Analysis from Edwards, the privacy researcher, found that many of the companies obtained URIs, or Uniform Resource Identifiers, from appointment pages. That can be used to access patient data if the company that received them is very interested. He said this kind of leak is the same as what he discovered on websites including Wish, Quibi, and JetBlue in April 2020 – but “even worse,” because only email addresses were released in the cases.

“It’s a deliberate ad tech data run, which is really frustrating, or a big mistake that puts Walgreens customers at risk of data supply chain breaches,” Edwards said.

Walgreens told Recode that it is a “top priority” to protect patients ’personal information, but it also needs to balance the need to ensure the information making the Covid-19 test is“ accessible as far as possible for individuals seeking a trial. “

“We continue to explore our technology solutions to provide safe, secure, and accessible digital services to our customers and patients,” Walgreens said.

Again, Walgreens did not fix the issues before giving the company a long Recode deadline, nor did it tell Recode if it planned to do so.

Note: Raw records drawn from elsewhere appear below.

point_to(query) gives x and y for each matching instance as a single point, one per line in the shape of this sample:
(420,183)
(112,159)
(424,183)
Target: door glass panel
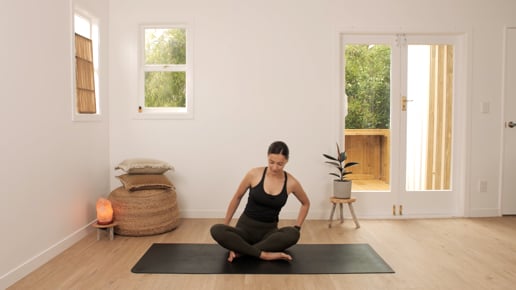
(429,117)
(367,123)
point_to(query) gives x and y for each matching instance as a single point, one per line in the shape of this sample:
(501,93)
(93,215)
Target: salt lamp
(104,212)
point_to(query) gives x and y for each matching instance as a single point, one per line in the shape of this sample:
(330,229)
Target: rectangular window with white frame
(165,73)
(86,106)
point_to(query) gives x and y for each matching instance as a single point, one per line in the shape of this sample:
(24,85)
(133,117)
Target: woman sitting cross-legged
(256,232)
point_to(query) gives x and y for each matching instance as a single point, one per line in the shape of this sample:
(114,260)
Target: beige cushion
(134,182)
(144,166)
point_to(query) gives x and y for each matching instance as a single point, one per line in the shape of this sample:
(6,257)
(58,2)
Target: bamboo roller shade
(85,83)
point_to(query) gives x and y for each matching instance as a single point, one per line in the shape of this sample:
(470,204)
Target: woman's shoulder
(292,182)
(255,172)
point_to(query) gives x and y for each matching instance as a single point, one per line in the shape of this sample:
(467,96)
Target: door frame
(504,194)
(460,104)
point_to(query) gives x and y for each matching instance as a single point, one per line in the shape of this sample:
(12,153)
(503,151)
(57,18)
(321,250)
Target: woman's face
(276,163)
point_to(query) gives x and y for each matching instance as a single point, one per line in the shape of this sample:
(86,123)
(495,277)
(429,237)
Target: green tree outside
(165,48)
(368,86)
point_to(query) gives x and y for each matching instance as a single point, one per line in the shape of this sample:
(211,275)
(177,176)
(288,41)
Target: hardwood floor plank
(475,253)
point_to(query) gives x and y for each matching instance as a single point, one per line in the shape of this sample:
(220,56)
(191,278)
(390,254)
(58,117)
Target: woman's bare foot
(269,256)
(232,255)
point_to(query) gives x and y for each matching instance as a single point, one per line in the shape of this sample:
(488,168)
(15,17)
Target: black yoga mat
(307,259)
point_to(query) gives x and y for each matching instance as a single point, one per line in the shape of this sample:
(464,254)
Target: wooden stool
(341,201)
(110,228)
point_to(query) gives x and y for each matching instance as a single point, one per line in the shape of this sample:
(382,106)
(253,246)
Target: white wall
(52,169)
(262,71)
(267,70)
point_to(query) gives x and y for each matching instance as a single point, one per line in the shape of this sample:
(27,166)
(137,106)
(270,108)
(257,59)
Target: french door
(402,123)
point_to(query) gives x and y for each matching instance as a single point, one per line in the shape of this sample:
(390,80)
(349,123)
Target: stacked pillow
(146,203)
(144,173)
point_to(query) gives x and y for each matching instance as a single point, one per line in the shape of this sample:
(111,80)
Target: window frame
(142,112)
(95,39)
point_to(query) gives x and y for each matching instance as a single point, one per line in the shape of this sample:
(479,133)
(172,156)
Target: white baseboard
(484,212)
(38,260)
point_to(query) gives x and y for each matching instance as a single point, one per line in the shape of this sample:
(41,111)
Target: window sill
(86,117)
(163,116)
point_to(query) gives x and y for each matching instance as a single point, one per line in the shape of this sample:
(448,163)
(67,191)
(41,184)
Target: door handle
(404,103)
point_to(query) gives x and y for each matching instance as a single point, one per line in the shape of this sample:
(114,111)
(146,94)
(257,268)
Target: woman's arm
(237,197)
(300,194)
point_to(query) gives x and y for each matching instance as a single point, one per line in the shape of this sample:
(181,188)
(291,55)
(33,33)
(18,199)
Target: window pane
(165,89)
(429,117)
(165,46)
(367,130)
(82,26)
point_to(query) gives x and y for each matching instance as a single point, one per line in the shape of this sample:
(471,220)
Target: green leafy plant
(339,161)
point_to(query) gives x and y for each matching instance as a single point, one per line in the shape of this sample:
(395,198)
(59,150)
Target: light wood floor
(457,253)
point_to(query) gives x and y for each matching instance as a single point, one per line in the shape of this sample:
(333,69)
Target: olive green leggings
(251,237)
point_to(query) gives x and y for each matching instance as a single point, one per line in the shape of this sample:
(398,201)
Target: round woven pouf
(144,212)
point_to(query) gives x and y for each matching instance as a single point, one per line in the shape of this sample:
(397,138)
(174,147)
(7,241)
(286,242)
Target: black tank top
(262,206)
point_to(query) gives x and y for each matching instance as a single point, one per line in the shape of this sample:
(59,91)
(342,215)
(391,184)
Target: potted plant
(341,186)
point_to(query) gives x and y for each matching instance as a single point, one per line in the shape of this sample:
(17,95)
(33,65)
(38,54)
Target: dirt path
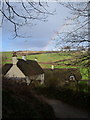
(63,110)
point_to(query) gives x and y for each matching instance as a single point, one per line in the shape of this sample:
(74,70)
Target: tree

It did not answer Recode’s questions about ad trackers unless it stated that its use of cookies was explained in its privacy policy. However, tracking cookies is not the issue Recode and Ruiz have identified with Walgreens, and the company has not yet commented on whether it says so.

“This is a clear example [of this type of vulnerability], but has Covid data and tons of personally identifiable information, ”Edwards said. “I’m shocked they dismissed the clear violation.”

Data on Ruiz’s family member, along with possibly millions of other patients, remains to this day.

“It’s also just an example of a big company putting profits before our privacy,” he said.